SMALLINT	stores a small signed, exact whole number, with a precision of five digits. The range of integers is -32,768 to 32,767. Integer data types do not store decimal values; fractional portions are discarded.
TIME(p)	stores a time value. A time literal is specified in the format hh:mm:ss[.nnnnnnnnn]; a two-digit hour 00 to 23, a two-digit minute 00 to 59, and a two-digit second 00 to 61 (supports leap seconds), with an optional fraction value. For example, the time 6:30 a.m. is specified as `06:30:00`. When supported by a data source, the p parameter specifies the seconds precision. The seconds precision is an optional fraction value that is up to nine digits long.
TIMESTAMP(p)	stores both date and time values. A timestamp literal is specified in the format yyyy-mm-dd:hh:mm:ss[.nnnnnnnnn]: a four-digit year 0001 to 9999, a two-digit month 01 to 12, a two-digit day 01 to 31, a two-digit hour 00 to 23, a two-digit minute 00 to 59, and a two-digit second 00 to 61 (supports leap seconds), with an optional fraction value. For example, the date and time September 24, 1975 6:30 a.m. is specified as `1975-09-24:06:30:00`. When supported by a data source, the p parameter specifies the seconds precision. The seconds precision is an optional fraction value that is up to nine digits long.
TINYINT	stores a very small signed, exact whole number, with a precision of three digits. The range of integers is -128 to 127. Integer data types do not store decimal values; fractional portions are discarded.
VARBINARY(n)	stores varying-length binary data, where n is the maximum number of bytes to store. The maximum number of bytes is not required to store each value. If `varbinary(10)` is specified and the binary string uses only five bytes, only five bytes are stored in the column.
VARCHAR(n)	stores a varying-length character string, where n is the maximum number of characters to store. The maximum number of characters is not required to store each value. If `varchar(10)` is specified and the character string is only five characters long, only five characters are stored in the column.

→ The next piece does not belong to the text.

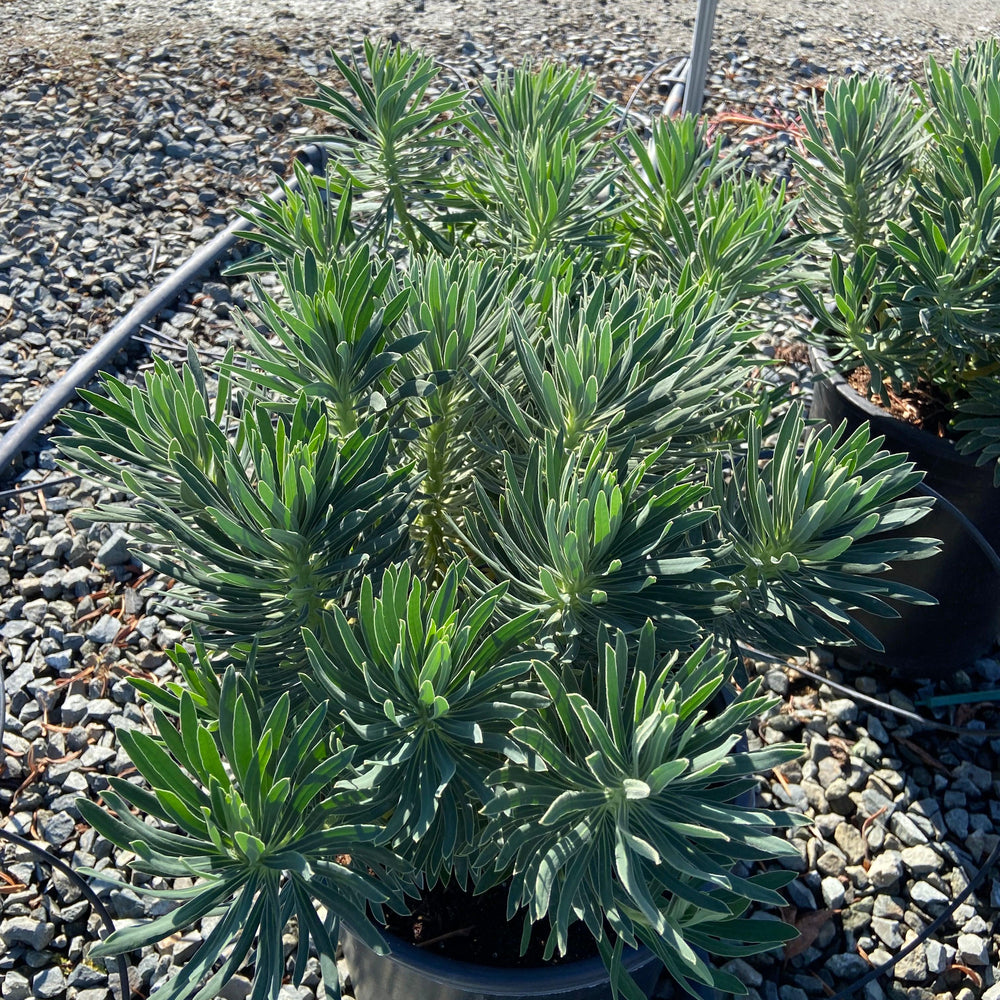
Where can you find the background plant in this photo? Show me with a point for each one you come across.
(906, 190)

When defining a data type, use the data type keywords for either the data types that are supported by FedSQL or the data types that are supported by the target database SQL language. That is,

If you submit FedSQL statements, use FedSQL data type keywords.
If you request an SQL pass-through and submit SQL statements using the SQL language that is implemented by the specific data source, use the data type names for the target database. For information about how to define data types using the SQL language for a specific data source, see the documentation for that data source.

Keep in mind that in order for data to be stored, the data type must be available for data storage in that data source. Although FedSQL supports several data types, the data types that can be defined for a particular table depend on the data source, because each data source does not necessarily support all FedSQL data types. In addition, data sources support variations of the standard SQL data types. That is, a specific data type that you specify might map to a different data type and might also have different attributes in the underlying data source. This occurs when a data source does not natively support a specific data type, but data values of a similar data type can be converted without data loss. For example, to support the INTEGER data type, a SAS data set maps the data type definition to SAS numeric, which is a DOUBLE.

For details about data source implementation for each data type, see Data Type Reference.

In addition, the CT_PRESERVE= connection argument, which controls how data types are mapped, can affect whether a data type can be defined. The values FORCE (default) and FORCE_COL_SIZE do not affect whether a data type can be defined. The values STRICT and SAFE can result in an error if the requested data type is not native to the data source or the specified precision or scale is not within the data source range. For information about the CT_PRESERVE= connection argument, see SAS Federation Server: Administrator’s Guide.